Things slowed down a little for a few weeks in early June when the Angels were given some time to rest and recuperate, plus integrate badly needed replacements. The division as a whole suffered 18% casualties, higher than most infantry divisions in the PTO; some of General Swing's companies had endured 70% casualties. Their short rest, however, would not last. The Japanese were still waiting in defensive pockets spread throughout Luzon. One of those pockets was centralized in northern Luzon and there was some concern was that the remnants of Japan's 150,000-man "Shobu Group", what was left of General Tomoyuki Yamashita's 14th Army, would make its way north towards the coast where perhaps the Imperial Navy could effect some sort of Dunkirk-like rescue.
As it stood in early June of 1945, Yamashita (seen in the photo to the right) had already begun enacting the abandonment of the Cagayan Valley itself with a withdrawal into the Cordillera Central. The general planned to spread his forces throughout three defensive perimeters around Luzon's fertile Cagayan Valley which, like an inverted triangle, was encircled on the north by the Babuyan Channel, on the west by the impressive Cordillera Central hills and to the east by the Sierra Madre mountain range. Nicknamed the "Tiger of Malaya" and "The Beast of Bataan", Yamashita had deployed the Shobu Group well around the large valley's perimeter that was a natural stronghold full of gorges and razor-backed ridges and mountain tops.

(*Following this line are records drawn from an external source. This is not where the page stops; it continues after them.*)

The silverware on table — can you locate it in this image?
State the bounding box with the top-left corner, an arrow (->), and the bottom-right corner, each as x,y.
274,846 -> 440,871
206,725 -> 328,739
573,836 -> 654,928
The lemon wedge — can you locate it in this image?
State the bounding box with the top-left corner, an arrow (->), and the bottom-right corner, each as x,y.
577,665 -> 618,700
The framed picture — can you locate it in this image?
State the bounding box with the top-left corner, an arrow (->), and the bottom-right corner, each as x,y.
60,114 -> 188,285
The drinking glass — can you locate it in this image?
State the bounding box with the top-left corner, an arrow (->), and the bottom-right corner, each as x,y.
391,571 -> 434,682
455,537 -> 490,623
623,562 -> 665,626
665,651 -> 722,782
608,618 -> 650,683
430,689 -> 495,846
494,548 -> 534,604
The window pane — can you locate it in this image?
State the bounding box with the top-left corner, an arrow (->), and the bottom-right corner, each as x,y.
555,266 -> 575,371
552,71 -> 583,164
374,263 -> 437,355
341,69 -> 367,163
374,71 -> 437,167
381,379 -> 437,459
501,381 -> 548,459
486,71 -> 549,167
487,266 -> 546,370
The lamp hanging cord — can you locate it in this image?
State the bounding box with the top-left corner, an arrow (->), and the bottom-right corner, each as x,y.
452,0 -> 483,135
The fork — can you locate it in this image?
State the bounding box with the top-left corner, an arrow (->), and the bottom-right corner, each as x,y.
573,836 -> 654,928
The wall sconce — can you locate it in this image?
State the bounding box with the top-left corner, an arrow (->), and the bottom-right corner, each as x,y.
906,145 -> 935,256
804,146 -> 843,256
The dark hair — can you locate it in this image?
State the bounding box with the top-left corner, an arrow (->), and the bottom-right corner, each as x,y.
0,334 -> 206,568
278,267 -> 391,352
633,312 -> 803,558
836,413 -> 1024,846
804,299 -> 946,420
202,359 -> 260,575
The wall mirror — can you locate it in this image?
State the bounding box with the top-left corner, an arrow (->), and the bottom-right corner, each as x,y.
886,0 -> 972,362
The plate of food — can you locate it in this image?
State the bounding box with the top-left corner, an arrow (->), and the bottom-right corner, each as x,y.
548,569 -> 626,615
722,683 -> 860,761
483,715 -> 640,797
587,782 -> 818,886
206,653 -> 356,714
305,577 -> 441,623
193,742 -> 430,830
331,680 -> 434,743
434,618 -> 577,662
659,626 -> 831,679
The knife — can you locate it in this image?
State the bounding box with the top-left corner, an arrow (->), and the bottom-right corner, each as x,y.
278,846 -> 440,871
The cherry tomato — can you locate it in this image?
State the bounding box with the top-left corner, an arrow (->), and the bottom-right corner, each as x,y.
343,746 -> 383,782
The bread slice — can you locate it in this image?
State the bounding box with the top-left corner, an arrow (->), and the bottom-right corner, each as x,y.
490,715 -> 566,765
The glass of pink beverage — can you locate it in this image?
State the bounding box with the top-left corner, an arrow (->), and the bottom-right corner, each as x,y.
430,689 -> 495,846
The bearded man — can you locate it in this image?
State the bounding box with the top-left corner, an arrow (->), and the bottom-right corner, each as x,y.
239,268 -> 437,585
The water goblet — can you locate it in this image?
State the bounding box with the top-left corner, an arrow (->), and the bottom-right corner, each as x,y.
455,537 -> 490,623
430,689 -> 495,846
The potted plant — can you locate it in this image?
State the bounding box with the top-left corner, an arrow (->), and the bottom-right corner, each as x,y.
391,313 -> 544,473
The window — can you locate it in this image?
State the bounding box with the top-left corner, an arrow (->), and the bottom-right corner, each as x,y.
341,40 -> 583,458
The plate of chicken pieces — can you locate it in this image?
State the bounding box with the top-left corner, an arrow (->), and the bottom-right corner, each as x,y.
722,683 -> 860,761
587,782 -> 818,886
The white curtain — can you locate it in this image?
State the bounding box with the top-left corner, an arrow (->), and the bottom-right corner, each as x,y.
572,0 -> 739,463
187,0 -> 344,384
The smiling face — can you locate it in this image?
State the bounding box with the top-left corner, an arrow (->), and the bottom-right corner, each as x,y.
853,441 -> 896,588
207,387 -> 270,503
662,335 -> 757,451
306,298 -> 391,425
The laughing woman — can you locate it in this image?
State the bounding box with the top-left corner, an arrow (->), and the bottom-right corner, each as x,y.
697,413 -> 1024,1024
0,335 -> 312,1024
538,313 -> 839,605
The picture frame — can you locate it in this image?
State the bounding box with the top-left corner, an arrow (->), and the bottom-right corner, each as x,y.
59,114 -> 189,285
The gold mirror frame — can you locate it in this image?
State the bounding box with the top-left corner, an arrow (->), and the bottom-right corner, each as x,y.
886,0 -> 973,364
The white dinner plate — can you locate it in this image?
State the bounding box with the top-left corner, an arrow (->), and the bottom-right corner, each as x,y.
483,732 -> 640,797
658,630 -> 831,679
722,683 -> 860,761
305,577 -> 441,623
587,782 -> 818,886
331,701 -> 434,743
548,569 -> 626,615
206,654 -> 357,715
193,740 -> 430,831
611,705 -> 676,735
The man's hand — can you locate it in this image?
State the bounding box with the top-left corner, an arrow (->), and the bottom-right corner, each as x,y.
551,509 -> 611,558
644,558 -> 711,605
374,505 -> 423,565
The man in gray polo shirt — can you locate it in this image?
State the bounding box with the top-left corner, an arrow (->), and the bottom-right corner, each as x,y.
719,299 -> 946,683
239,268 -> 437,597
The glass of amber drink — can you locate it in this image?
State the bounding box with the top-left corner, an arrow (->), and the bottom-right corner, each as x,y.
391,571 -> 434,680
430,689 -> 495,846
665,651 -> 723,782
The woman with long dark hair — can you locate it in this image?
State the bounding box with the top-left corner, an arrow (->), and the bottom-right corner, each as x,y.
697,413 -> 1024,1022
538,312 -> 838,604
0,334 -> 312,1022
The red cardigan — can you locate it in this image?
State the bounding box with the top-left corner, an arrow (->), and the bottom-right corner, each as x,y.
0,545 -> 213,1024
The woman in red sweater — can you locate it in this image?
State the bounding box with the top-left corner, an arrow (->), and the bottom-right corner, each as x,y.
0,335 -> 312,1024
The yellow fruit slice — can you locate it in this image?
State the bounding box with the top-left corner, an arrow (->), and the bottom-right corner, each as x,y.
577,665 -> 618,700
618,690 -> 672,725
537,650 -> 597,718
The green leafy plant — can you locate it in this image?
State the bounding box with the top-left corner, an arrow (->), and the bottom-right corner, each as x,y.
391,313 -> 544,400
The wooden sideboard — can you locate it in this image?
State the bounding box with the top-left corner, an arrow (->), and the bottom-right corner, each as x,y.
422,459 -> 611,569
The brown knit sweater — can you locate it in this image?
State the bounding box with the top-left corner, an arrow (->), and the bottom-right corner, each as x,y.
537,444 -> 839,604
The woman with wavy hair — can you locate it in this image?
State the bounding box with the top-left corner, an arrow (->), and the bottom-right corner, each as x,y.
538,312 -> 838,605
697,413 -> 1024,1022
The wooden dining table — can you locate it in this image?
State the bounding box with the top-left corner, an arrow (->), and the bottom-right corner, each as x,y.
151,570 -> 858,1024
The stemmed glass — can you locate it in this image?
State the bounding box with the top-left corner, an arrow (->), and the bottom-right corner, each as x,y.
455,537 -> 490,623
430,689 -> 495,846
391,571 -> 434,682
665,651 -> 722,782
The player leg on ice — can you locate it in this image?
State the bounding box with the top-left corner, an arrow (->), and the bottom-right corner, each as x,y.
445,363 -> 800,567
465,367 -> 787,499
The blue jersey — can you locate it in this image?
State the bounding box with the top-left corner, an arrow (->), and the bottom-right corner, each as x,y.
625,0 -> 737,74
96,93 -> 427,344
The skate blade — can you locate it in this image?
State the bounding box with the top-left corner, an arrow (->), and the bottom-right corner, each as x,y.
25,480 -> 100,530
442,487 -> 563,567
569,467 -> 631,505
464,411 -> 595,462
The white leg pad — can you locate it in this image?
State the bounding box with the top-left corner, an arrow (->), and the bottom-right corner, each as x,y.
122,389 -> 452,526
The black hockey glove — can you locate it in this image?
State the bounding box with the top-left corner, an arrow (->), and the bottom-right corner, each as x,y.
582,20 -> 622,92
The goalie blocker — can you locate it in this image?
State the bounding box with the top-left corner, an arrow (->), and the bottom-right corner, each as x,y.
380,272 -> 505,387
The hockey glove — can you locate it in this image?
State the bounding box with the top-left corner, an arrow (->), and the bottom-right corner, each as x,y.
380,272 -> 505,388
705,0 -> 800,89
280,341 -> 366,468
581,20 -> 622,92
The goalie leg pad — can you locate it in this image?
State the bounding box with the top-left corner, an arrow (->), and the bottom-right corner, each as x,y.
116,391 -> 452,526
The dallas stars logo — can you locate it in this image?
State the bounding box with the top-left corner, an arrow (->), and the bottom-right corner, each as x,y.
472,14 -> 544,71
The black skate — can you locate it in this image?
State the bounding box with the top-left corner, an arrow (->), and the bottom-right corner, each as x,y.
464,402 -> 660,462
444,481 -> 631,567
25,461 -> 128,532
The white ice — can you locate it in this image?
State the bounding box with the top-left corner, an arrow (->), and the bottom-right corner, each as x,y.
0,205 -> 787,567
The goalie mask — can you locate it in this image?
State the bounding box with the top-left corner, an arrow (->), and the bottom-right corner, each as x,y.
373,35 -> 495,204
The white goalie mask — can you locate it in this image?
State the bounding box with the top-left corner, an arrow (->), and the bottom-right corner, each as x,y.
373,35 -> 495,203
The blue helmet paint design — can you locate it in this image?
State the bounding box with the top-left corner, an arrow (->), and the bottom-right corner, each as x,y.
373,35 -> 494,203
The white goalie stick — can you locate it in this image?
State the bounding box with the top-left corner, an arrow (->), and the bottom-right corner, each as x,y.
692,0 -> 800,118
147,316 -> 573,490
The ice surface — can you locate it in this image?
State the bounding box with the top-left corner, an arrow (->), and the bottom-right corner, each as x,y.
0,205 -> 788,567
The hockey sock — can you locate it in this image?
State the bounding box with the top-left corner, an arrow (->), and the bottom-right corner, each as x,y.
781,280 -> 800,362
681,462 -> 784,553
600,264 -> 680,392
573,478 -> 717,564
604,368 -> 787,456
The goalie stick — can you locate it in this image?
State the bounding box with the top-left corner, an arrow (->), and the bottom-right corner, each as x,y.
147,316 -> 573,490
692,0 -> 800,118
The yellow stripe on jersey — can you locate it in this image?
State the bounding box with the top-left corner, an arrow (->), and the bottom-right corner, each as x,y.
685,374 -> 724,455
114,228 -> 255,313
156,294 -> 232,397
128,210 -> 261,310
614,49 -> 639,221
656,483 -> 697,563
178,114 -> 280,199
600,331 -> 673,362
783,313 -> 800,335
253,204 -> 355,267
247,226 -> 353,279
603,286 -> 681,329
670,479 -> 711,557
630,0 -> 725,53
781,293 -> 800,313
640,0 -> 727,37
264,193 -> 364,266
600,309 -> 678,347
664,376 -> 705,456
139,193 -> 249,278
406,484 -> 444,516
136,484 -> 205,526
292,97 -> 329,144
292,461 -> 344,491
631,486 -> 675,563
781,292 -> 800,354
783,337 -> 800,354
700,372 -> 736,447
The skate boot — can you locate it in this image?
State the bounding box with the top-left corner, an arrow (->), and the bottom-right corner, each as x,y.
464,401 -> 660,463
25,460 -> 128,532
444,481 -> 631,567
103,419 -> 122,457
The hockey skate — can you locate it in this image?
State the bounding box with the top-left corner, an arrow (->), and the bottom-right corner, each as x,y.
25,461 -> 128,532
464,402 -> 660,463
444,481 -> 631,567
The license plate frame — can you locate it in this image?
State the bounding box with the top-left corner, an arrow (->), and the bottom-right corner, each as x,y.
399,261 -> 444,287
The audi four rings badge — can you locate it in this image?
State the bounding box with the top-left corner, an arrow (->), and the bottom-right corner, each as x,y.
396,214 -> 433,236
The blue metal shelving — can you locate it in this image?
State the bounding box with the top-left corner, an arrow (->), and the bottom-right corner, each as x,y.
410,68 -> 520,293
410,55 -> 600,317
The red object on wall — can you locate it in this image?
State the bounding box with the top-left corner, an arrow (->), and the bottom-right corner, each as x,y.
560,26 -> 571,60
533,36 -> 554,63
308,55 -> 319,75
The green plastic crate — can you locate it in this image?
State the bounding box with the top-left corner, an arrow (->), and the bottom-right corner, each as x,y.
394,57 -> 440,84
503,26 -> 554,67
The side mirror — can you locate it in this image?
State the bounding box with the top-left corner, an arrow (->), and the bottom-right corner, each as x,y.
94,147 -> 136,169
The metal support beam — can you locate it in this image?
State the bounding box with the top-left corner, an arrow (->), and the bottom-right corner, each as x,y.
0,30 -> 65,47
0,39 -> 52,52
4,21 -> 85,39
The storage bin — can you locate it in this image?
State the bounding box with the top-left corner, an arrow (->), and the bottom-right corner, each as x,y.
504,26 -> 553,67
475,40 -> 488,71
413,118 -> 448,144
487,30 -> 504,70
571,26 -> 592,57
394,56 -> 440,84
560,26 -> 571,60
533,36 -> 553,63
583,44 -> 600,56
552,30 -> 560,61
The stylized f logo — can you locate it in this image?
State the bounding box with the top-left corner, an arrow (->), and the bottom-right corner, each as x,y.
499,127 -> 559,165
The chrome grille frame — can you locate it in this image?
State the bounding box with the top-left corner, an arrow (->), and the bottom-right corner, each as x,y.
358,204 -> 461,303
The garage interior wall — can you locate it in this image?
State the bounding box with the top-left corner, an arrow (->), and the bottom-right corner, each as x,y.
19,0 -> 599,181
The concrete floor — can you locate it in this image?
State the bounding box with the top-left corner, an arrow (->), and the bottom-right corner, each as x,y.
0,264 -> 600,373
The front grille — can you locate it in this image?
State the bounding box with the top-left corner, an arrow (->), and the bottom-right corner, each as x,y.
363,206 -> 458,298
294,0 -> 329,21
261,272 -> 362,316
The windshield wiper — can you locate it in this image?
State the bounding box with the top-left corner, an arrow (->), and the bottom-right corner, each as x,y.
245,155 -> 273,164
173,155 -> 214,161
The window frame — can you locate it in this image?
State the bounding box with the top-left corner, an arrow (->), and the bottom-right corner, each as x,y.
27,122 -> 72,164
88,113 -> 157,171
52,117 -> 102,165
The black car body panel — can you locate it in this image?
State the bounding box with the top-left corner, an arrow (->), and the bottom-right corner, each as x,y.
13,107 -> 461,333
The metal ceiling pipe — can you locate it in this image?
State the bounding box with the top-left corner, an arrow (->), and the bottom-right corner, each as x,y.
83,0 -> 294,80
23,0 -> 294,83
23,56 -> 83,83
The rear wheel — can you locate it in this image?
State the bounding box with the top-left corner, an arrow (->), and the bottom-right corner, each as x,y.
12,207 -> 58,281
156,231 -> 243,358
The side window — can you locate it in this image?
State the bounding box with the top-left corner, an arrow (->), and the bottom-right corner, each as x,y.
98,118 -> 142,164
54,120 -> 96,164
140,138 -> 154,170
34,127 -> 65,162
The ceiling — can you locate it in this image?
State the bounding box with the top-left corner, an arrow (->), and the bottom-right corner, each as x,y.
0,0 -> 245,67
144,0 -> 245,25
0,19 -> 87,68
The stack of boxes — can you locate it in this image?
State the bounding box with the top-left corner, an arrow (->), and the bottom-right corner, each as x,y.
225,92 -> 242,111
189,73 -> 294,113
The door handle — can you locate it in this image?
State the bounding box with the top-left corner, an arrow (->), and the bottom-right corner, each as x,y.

To give his men time to gather and stockpile resources from the valley itself, Yamashita was coordinating a slow "war of attrition" rather than decisive actions with forces that consisted of the 19th Division, the bulk of the 23rd Division, and elements of three others: the 103rd and 10th Divisions and the 2nd Tank Division. Both sides knew that the longer the Japanese had to prepare their defenses, the more casualties it would take to reclaim the Cagayan Valley and the surrounding mountains. It would also allow the enemy to stockpile provisions taken from the productive area since the US Navy had cut off all amphibious enemy resupply (although, again, a Dunkirk-like rescue was a concern, though highly unlikely).
And while the Ohio National Guard’s 37th Infantry, the “Ohio/Buckeye Division”, was tasked with attacking up the valley along Route 5, and to the west Brigadier General Charles E. Hurdis' 6th Division blocked any Japanese trying to escape on Highway 4, US Sixth Army's General Walter Krueger wanted to seal the enemy’s potential escape by sea and box them in for elimination or their surrender. To do so, he elected to send in the 11th Airborne Division for an aerial deployment that would close the Cagayan Valley's northern end. General Krueger hoped this Aparri operation would eliminate one of Japan’s last standing armies in the Philippines and move the Allies one step closer to Tokyo.
As such, on June 21, 1945, General Walter Krueger ordered General Swing to prepare to drop a battalion combat team near Aparri on June 23. Codenamed: The Gypsy Task Force.